Isn’t it funny how enviro attitudes (and arguments) change with the cause. Absurd “this food may contain food” labels regarding biotech or GE sourced product content are “necessary for informed consumer choice” but genuine issues like cross contamination and food-borne illness from reusable cloth bags may “mislead consumers about risk” and “discourage consumers“.
Just shot down their own anti GE labeling argument didn’t they.
While saying they agree with the need for greater public awareness about the importance of regularly washing reusable cloth grocery bags, members of the Senate Environmental Quality Committee rejected a bill Monday that would have required warnings about potential food contamination on the bags.
The bill was defeated 4-2, along party lines, with majority Democrats in support.
While Sen. Tony Strickland, R-Moorpark, said his bill was “about food safety and public health,” environmental groups assailed it as an attempt to needlessly alarm consumers about an option promoted as an alternative to single-use plastic bags, which have become a source of litter and ocean pollution.

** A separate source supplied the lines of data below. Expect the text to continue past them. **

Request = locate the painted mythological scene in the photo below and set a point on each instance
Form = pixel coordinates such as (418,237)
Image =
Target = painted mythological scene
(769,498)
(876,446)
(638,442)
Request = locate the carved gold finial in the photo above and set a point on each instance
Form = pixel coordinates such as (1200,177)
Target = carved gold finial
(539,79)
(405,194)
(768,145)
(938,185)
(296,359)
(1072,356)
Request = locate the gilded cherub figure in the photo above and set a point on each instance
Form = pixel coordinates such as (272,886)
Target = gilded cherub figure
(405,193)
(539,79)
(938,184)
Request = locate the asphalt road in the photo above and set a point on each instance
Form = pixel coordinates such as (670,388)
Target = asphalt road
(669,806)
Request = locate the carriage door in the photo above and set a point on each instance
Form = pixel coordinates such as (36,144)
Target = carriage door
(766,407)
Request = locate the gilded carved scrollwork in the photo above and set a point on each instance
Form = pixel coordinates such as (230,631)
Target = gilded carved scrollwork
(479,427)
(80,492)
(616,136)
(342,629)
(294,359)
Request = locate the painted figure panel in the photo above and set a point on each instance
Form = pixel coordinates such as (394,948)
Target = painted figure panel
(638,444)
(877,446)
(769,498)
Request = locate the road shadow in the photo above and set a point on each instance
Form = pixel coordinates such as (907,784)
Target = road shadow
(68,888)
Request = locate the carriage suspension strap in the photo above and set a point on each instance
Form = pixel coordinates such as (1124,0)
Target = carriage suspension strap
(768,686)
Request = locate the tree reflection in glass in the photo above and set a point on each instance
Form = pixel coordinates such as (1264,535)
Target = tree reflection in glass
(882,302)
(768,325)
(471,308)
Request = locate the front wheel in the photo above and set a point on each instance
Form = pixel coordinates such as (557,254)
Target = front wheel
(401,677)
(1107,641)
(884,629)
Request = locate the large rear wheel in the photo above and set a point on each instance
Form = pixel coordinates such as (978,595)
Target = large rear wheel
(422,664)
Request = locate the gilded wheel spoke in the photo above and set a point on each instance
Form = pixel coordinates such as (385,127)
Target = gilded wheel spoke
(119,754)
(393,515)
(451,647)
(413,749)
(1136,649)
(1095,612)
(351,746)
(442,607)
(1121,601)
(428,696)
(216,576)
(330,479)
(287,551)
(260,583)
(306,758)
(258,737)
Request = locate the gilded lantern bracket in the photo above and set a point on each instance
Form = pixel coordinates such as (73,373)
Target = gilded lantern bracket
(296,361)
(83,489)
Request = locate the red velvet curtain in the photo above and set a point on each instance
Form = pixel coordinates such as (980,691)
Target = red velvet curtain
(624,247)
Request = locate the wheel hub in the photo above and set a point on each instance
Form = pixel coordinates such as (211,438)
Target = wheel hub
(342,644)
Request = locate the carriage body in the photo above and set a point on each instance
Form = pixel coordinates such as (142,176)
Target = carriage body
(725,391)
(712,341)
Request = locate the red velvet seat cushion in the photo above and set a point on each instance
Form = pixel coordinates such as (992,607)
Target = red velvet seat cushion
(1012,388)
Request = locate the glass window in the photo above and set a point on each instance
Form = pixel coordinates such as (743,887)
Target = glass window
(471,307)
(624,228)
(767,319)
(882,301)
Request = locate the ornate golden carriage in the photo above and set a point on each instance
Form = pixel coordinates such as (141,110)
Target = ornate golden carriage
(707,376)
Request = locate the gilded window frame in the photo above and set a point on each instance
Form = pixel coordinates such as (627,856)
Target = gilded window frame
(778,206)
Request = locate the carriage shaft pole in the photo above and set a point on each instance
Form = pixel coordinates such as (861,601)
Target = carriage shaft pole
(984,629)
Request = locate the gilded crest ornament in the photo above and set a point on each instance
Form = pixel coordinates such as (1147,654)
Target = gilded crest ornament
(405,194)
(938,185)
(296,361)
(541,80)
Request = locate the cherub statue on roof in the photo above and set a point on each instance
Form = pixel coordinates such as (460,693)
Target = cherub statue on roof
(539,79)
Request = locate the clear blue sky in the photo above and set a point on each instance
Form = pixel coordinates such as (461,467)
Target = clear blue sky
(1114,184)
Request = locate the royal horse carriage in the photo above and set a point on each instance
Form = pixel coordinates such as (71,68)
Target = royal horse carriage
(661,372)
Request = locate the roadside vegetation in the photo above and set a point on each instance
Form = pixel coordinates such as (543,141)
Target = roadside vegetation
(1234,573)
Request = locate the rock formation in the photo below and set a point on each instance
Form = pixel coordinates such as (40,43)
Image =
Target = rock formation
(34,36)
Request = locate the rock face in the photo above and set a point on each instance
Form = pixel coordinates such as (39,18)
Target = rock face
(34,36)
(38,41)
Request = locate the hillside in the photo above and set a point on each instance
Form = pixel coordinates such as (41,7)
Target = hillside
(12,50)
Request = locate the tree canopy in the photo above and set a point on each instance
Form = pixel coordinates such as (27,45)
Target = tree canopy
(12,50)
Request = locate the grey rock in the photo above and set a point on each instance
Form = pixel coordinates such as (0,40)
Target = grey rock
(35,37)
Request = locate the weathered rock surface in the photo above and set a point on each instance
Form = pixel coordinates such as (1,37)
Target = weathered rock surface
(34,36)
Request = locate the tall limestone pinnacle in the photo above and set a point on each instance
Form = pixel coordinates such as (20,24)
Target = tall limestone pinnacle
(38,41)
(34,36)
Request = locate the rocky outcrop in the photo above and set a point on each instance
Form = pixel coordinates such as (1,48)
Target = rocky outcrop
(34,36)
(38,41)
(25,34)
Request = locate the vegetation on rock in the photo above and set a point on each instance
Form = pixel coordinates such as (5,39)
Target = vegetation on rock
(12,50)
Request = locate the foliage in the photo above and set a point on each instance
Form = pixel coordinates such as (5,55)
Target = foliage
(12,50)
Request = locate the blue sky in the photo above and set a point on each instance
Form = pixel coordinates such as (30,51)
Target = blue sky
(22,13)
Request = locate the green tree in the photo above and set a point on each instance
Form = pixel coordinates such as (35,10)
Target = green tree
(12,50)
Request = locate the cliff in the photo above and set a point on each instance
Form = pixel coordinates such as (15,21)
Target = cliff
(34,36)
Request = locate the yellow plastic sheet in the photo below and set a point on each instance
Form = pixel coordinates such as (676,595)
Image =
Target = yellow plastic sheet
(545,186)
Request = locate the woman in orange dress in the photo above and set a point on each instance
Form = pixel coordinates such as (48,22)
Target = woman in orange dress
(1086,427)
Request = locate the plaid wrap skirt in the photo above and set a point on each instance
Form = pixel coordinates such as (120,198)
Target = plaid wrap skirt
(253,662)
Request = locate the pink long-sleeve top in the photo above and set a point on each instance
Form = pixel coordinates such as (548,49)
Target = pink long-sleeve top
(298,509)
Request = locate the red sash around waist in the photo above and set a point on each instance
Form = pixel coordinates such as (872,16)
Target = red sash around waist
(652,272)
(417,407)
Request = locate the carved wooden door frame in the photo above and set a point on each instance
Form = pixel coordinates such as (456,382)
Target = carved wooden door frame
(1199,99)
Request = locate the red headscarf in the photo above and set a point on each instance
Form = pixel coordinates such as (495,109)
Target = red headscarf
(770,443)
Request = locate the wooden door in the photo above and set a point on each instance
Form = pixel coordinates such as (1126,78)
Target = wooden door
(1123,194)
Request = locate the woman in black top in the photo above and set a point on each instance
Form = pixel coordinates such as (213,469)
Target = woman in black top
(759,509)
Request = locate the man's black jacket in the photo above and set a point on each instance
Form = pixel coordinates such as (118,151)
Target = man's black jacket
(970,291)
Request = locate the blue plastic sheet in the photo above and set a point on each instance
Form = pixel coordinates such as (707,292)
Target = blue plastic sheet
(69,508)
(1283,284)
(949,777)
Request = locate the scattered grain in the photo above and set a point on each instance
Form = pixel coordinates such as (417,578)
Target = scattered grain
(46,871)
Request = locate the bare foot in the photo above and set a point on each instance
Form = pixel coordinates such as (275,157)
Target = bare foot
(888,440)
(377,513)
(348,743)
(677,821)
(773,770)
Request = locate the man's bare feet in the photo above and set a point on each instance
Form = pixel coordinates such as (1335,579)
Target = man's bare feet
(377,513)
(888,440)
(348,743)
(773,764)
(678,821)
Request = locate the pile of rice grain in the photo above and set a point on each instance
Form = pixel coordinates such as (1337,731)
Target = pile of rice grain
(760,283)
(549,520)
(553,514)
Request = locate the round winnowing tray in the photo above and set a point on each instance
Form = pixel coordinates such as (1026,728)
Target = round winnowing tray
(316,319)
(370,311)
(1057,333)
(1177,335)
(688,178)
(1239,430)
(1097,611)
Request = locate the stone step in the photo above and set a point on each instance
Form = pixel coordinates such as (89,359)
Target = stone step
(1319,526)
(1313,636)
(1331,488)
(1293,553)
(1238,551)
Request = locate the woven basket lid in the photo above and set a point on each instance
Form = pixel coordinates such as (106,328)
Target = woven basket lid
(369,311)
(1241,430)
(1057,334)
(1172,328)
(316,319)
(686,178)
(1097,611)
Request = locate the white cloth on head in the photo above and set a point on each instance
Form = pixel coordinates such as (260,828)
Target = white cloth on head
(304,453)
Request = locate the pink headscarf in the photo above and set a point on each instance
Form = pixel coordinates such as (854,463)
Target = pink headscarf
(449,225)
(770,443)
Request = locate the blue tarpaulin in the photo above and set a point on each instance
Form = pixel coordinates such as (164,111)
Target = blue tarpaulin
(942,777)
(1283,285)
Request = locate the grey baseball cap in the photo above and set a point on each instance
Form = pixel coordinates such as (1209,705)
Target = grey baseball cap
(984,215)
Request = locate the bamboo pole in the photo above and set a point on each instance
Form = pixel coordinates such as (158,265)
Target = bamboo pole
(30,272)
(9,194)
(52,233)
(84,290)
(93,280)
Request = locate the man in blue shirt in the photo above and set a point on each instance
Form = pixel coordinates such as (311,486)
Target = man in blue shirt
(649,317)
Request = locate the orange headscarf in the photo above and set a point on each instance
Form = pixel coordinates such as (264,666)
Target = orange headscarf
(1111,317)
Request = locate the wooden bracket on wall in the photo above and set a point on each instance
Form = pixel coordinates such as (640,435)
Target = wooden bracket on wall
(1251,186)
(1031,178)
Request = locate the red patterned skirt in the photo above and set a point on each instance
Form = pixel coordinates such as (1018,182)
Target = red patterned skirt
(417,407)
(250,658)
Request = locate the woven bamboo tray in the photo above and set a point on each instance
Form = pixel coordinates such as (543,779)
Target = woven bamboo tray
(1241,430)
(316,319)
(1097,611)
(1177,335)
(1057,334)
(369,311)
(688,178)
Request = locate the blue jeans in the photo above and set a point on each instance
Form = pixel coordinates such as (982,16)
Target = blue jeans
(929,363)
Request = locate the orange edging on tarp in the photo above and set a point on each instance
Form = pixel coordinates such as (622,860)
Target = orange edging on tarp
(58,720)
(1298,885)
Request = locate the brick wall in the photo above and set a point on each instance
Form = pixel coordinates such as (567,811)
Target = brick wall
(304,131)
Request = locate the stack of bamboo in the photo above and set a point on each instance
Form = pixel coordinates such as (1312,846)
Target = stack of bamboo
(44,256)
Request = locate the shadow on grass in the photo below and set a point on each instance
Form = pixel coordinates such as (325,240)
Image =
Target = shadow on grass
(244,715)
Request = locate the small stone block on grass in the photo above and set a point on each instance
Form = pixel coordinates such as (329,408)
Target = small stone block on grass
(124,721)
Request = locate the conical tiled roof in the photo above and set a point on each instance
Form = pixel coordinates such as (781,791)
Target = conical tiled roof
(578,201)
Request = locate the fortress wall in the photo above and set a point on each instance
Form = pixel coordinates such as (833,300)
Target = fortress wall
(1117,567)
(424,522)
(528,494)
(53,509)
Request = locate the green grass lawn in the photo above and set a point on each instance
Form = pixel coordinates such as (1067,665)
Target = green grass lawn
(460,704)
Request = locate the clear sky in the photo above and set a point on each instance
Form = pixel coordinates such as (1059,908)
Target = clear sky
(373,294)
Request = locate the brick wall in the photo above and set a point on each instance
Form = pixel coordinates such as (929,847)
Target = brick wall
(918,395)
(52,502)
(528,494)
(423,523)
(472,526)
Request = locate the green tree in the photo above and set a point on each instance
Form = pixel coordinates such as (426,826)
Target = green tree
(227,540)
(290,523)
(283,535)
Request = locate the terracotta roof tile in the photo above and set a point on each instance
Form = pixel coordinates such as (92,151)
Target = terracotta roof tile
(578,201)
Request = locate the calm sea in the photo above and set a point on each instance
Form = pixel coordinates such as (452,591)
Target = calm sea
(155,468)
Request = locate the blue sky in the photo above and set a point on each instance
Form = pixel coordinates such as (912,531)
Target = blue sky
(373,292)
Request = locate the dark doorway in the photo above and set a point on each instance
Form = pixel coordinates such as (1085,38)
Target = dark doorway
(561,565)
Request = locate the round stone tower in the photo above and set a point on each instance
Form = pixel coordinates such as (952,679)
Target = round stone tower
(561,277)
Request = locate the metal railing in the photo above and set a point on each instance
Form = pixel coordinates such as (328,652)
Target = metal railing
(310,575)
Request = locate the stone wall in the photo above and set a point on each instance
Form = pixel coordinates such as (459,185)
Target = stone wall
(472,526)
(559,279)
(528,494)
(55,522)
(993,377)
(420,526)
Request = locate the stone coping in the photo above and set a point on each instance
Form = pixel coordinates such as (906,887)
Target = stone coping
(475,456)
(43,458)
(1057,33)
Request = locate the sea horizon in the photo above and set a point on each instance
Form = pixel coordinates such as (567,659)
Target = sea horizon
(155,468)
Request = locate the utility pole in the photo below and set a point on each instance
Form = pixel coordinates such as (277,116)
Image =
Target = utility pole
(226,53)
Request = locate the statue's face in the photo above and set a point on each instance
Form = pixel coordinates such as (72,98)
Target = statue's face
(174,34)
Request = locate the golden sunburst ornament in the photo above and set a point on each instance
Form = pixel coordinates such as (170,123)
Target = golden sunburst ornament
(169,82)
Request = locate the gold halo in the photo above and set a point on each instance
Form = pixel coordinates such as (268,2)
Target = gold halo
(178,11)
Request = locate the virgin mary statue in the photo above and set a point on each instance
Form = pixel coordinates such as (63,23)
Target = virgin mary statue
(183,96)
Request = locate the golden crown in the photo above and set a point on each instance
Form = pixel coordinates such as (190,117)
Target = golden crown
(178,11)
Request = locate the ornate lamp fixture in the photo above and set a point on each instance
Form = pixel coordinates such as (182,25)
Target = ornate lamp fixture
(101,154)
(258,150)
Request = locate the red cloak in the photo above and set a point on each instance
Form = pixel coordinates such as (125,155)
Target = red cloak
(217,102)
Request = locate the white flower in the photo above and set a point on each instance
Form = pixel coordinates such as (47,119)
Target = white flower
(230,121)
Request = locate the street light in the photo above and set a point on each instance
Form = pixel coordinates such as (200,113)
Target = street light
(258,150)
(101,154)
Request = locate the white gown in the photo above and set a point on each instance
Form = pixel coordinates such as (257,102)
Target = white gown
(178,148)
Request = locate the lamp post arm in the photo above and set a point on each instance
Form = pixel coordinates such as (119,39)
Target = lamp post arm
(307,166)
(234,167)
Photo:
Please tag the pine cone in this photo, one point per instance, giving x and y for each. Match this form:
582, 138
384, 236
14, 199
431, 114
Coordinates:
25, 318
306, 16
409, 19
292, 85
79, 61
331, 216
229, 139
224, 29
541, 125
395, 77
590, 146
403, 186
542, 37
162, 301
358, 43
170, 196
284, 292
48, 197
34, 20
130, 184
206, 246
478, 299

“Singling out reusable bags for this type of label risks misleading customers as to the risks associated with reusable bags compared with any other type of container, and may discourage consumers from the environmentally preferable option of reusable bags,” wrote Natural Resources Defense Council lobbyist Victoria Rome in a letter to the committee.
A pathologist and professor of environmental and occupational health at Loma Linda University School of Public Health testified in support of the bill.
Dr. Andre Feliz, who conducted postdoctoral research in environmental pathology at UC Davis, said the Centers for Disease Control and Prevention reports that every year one in six Americans every year suffers from a food-borne illness and that 3,000 die from them.



Well, they couldn’t possible acknowledge that one of their green hippy solutions might be more dangerous than their “cause du jour”. I have no problem with taking care of the environment in which we live. It’s just the hysteria that you so aptly point out that has to be called out when they try to pass it off as science. Or, in this case, when they try to overlook science because it contradicts their agenda. Thank you!